Summarizing or aggregating data (summarize()
)
In the examples using top_n()
or slice()
we performed a very simple kind of data summary, where we took the single row with the biggest value in a given column. This essentially boiled many rows of a data frame down into a single row. We would like to be able to summarize or aggregate a data frame in other ways as well. For instance, we often want to take the sum or the mean of a given column. We can do this using the summarize()
function in conjunction with the group_by()
function.
In this example, we group by the year the minutes were taken. Then we find the total number of white members for each year.
methodists %>%
filter(minutes_year >= 1786) %>%
group_by(minutes_year) %>%
summarize(total_members_white = sum(members_white, na.rm = TRUE))

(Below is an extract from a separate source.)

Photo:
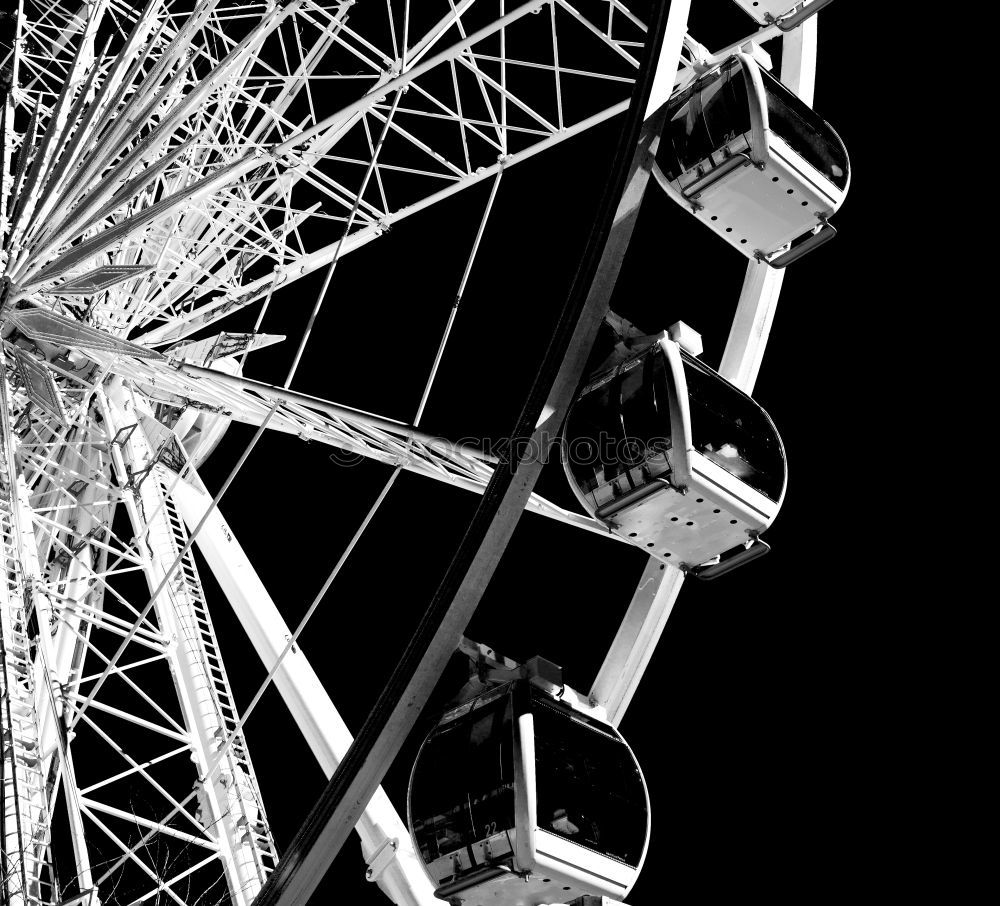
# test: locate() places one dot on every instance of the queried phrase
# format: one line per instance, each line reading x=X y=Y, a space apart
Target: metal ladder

## Source: local data frame [45 x 2]
##
## minutes_year total_members_white
## (int) (int)
## 1 1786 18291
## 2 1787 21949
## 3 1788 30557
## 4 1789 34425
## 5 1790 45983
## 6 1791 50580
## 7 1792 52079
## 8 1793 51486
## 9 1794 52794
## 10 1795 48121
## .. ... ...
Notice that we get one row in the recombined data frame for each group in the original data frame. The value in the new column is the result of a function (in this case, sum()
) applied to the columns in each of the split apart data frames.
There is also a special case where we might want to know how many rows were in each of the split apart (or grouped) data frames. We can use the special n()
function to get that count. (Just like the case of slice()
and top_n()
, this is such a common thing to do that dplyr provides the special functions count()
and tally()
. You can look up their documentation to see how they work.)
methodists %>%
group_by(minutes_year) %>%
summarize(total_meetings = n())
## Source: local data frame [56 x 2]
##
## minutes_year total_meetings
## (int) (int)
## 1 1773 5
## 2 1774 9
## 3 1775 10
## 4 1776 12
## 5 1777 15
## 6 1779 22
## 7 1780 21
## 8 1781 24
## 9 1782 27
## 10 1783 37
## .. ... ...
How many meetings (i.e., churches or circuits) were there in each conference in each year since 1802?
What is the average number of white, black, and average number of total members for each year since 1786?
Make a plot of the average percentage of black members over time.
Make a plot of the average and median number of members over time.
What was the average number of members in each conference for each year? Can you also make a plot of this?
What was the average percentage of black members in each conference for each year? Can you also make a plot of this?